Freescale Semiconductor MPC5200B 16.1.1.2.1 Bus Grant, 16.1.1.2.2 Parking Modes, 16.1.1.4.1 Timer Functions

MPC5200B Users Guide, Rev. 1

16-2 Freescale Semiconductor

Overview

Multiple masters at level 0 will only be able to perform one tenure before the bus is passed to the next master at level 0 using the LRU

algorithm.

The priority level of each master may be changed while the arbiter is running. This allows dynamic changes in priority such as an aging

scheme. It is possible for the e300 core to control priority by enabling the Master Priority Enable bits for a master. This causes the priority to

be determined from the Master N Priority bits in the Arbiter Master N Priority Register. The e300 core then may write this register to set the

master's priority.

16.1.1.2 Bus Grant Mechanism

16.1.1.2.1 Bus Grant

The Bus Grant mechanism will generate the address bus grant signals to the masters using the signals from the prioritization function as well

as the internal XL bus signals (ts_b, aack_b, ta_b, tt[0:4], artry, tbst_b, tea_b, dbb_b). It will also generate required indicators of state to the

prioritization and watchdog functions.

The Bus Grant mechanism will enforce a one level address pipeline, if pipelining is enabled (via the PLDIS bit in the Arbiter Configuration

Register). The critical condition is that before a third address tenure is granted, the first tenure (address, and if needed, data) must be

completed. The arbiter will assert bus grant to a master when the master is requesting, or if parking is enabled, and the one level pipeline

condition is met.

16.1.1.2.2 Parking Modes

The Bus Grant mechanism will support the No Parking, Park on Programmed Master, and Park on Last Master bus parking modes. When in

No Parking Mode, the arbiter will not assert bus grant when there are no masters asserting bus request. In Park on Programmed Master Mode,

the arbiter will assert bus grant to the master indicated in the Select Parked Master bits (Arbiter Configuration Register, SP[2:0] bits) when

no masters are asserting bus request, and the one level pipeline will not be violated. In Park on Last Master Mode, the arbiter will assert bus

grant to the last master granted the bus when no masters are asserting bus request, and the one level pipeline will not be violated.

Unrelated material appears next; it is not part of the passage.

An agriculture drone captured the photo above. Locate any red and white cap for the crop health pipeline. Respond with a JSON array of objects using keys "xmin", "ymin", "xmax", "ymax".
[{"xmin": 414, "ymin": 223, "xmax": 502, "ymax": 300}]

16.1.1.3 Configuration, Status, and Interrupt Generation

This block provides a set of status and configuration registers as well as interrupt generation for enabled interrupt conditions. These registers

are detailed in the register section below. Some registers have reserved (unused, undefined) bits. These bits will always read as 0, and if

written, should be written to 0 for future software compatibility.

16.1.1.4 Watchdog Functions

16.1.1.4.1 Timer Functions

There are three watchdog timers for address tenure, data tenure, and bus activity time out. Each has a programmable timer count and can be

disabled. A timer time-out will set a status bit and trigger an interrupt if that interrupt is enabled.

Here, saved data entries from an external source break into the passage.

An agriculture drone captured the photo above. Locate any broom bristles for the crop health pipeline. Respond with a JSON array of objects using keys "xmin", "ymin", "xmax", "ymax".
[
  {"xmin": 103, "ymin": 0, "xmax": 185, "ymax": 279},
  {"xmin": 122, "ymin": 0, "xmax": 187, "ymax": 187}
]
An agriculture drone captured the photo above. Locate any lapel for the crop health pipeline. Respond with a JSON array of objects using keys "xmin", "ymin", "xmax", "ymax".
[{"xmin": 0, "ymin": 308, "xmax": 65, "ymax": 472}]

The address tenure watchdog is a 32-bit timer. If an AACK is not detected by the programmed number of clocks after bus grant is accepted,

the address watchdog timer will expire and the arbiter will issue AACK. The related data tenure will be terminated with TEA. The arbiter will

set the Address Tenure Time-out Status bit in the Arbiter Status Register and issue an interrupt if that interrupt is enabled.

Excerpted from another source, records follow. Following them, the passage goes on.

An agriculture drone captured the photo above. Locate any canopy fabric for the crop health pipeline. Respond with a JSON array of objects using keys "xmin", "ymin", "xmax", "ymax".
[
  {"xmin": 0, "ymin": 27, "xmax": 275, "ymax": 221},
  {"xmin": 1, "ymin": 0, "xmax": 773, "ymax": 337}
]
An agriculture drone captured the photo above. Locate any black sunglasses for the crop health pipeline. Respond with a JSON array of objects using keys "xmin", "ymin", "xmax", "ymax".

The upper 28-bits of address tenure time-out are programmed via the Address Tenure Time-out Register. The lower 4 bits are always 0xF.

The data tenure watchdog is a 32-bit timer. If a data tenure is not terminated, the data watchdog timer will expire and the arbiter will issue

TEA. The arbiter will set the Data Tenure Time-out Status bit in the Arbiter Status Register and issue an interrupt if that interrupt is enabled.

Address Time-out (32 bits) = {Address Tenure Time-out Register (28-bits), 0xF}

Data Time-out (32 bits) = {Data Tenure Time-out Register (28-bits), 0xF}

NOTE

Enabling the data time-out will also enable the address time-out. This is required to prevent a data

time-out before an AACK assertion.

The bus activity watchdog is a 32-bit timer. If no bus activity (no assertion of DBB or ABB) is detected by the programmed number of clocks,

the bus activity watchdog timer will expire and the arbiter will set the Bus Activity Time-out Status bit in the Arbiter Status Register and issue

an interrupt if that interrupt is enabled.

For any TEA assertion (from a watchdog time-out, or other source), a Machine Check exception will result in the e300 core. See the XLB

Arbiter interrupt enablement recommendations below for the Arbiter Interrupt Enable Register. For more information on the Machine Check

exception, see the 603e Users’ Manual, Section 4.5.